Mentre diceva no a questo commovente postulante, Alfonso tentava di strapparne un altro alla dedizione di Arcangela e di Ippolita sorelle di Giffoni, tutto cuore e attenzione per il fratello - la loro gloria! - Nicola Maria Celestino de Robertis, 25 anni, bell’avvocato buon tipo di cristiano dalla messa quotidiana. La missione era passata e ripassata per le sue parti e nel febbraio 1744 Don Celestino, partecipando a un ritiro a Ciorani, sentì la spada di Dio entrare, per dir così, nella sua carne. Iniziò una lunga corrispondenza con il P. de Liguori che lo sosteneva, lo rilanciava, lo pressava:

“Sia laudato il SS. Sacramento e Maria Immacolata! Essendomi pervenuta la notizia della buona risoluzione o inclinazione che V. S. aveva circa la sua vocazione, mi sono alquanto forte maravigliato che V. S. ha voluto comunicarla agli altri e non a me... il demonio in questi affari, quando non può arrivare a distogliere, almeno procura di far pigliare tempo lungo, perché così gli è riuscito più volte di far perdere a tanti le vocazioni più belle” (15 marzo 1744).

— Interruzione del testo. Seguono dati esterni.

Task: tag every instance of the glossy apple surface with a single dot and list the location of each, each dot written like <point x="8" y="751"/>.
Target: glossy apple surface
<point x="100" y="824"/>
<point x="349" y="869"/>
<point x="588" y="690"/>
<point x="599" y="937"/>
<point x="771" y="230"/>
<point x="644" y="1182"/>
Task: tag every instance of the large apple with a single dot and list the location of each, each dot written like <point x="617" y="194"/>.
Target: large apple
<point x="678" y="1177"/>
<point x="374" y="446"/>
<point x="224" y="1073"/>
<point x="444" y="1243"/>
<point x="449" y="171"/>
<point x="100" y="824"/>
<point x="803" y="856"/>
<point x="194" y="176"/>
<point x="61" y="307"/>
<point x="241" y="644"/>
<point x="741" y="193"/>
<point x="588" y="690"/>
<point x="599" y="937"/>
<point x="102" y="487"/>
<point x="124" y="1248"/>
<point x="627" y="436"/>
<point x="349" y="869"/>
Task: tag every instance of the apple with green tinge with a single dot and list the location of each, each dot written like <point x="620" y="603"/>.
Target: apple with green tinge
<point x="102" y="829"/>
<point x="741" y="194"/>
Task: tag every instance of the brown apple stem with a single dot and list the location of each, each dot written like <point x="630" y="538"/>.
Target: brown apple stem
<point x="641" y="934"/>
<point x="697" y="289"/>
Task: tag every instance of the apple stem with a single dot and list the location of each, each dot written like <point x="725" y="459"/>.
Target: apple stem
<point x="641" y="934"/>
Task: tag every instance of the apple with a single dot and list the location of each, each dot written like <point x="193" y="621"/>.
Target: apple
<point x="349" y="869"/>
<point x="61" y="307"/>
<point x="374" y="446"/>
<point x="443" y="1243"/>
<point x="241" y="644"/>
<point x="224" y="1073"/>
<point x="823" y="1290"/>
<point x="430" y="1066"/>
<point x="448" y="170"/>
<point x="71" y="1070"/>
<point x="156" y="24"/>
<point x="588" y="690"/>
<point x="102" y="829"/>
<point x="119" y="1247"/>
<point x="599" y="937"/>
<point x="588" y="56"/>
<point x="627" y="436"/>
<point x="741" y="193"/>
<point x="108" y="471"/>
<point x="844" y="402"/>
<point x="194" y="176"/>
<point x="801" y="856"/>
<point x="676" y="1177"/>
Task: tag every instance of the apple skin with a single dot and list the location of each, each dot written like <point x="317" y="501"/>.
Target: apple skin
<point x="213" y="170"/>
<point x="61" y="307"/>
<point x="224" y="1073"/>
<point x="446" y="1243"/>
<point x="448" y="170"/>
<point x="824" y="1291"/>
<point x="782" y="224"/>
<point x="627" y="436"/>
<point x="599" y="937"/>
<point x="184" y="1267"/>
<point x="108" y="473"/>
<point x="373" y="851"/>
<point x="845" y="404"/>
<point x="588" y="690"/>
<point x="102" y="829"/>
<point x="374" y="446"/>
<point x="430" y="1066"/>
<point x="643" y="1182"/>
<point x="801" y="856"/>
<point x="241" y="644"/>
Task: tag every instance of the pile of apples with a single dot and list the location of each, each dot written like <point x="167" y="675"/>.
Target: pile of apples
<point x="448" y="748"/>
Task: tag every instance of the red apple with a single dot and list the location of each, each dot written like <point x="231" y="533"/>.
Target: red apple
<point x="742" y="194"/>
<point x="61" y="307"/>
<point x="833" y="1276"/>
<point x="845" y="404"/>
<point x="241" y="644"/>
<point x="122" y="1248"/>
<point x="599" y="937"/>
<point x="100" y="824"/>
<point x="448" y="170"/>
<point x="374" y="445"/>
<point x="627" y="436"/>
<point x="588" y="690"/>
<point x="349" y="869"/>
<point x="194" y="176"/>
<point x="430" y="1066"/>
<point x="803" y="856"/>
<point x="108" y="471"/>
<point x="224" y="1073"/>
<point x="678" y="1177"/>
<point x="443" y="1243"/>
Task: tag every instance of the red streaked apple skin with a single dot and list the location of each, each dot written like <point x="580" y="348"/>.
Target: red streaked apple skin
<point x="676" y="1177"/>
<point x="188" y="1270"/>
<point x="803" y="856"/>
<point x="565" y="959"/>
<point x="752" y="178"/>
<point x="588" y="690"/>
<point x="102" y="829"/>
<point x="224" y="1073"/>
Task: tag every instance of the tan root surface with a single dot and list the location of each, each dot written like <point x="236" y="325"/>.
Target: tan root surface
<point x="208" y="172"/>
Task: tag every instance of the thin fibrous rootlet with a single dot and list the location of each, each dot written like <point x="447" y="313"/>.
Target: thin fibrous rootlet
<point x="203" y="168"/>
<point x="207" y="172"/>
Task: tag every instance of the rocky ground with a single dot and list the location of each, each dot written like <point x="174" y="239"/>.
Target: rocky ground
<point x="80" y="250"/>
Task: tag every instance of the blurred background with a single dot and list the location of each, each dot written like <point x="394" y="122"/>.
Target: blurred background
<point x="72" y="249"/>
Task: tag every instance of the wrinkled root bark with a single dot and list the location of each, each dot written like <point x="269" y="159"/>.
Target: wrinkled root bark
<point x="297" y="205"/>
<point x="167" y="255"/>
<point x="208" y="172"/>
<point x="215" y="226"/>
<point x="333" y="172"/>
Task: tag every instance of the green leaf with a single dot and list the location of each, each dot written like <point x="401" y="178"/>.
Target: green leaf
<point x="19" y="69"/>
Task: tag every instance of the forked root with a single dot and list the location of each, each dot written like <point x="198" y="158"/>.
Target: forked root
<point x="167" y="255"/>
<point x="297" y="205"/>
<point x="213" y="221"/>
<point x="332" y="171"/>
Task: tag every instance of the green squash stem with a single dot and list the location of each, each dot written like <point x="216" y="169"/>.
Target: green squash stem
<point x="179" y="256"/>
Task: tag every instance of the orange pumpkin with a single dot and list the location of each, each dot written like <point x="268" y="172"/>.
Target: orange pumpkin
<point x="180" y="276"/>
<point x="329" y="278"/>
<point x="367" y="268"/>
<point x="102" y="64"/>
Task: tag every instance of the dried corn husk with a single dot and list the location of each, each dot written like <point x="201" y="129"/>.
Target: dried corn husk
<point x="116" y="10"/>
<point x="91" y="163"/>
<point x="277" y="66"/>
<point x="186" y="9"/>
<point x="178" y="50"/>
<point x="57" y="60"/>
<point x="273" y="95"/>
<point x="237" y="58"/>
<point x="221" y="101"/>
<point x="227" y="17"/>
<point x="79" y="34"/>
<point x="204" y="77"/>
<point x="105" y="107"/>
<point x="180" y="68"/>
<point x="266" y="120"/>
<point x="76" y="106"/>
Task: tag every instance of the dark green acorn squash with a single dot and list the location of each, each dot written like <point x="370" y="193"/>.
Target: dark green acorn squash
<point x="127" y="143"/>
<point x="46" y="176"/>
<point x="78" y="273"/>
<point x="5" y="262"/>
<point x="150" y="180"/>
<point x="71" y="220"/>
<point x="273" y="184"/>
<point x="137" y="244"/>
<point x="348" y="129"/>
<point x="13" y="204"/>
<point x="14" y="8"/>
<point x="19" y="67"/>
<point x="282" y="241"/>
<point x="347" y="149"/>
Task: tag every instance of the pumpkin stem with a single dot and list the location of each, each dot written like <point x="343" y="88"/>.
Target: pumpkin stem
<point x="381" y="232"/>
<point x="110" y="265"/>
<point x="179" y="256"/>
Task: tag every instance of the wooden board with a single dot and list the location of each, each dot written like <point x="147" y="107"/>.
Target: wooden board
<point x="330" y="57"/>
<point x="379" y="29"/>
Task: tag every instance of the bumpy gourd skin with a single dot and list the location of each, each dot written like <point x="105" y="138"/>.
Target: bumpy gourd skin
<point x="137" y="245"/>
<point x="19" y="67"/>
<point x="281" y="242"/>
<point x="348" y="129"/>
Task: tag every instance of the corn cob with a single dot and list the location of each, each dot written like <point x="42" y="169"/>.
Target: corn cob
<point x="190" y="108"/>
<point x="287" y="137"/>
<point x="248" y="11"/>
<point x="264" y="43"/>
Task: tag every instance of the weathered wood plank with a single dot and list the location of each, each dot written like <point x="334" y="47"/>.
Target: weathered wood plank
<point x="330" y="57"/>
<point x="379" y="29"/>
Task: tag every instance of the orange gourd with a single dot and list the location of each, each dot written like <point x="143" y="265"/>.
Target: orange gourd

“Subito che può, non perda nemmeno un momento di tempo a venire. V. S. non sarebbe il primo che sarebbe qui ricevuto da secolare e senza alcun Ordine, sempreché vi sono le condizioni convenienti e !a volontà risoluta di esser tutto di Dio. Tra pochi giorni sappia che qui si sono ricevuti più soggetti, partiti di casa loro senza dir niente a’ parenti, a’ quali affatto non siamo obbligati, in queste vocazioni, a manifestar le nostre risoluzioni; anzi, col manifestarcele, vi è gran pericolo di perder la vocazione, e colla vocazione la protezione di Dio e la salute eterna.

Si metta dunque sotto i piedi ogni tenerezza de’ parenti, e faccia animo: Dio lo chiama, non a qualche posto di terra, ma al gran posto di santo... Animo dunque, e pensi che, per questo Dio così amabile e che ha fatto tanto per l’anima vostra, ogni cosa che si fa, anche il dar la vita, è poco...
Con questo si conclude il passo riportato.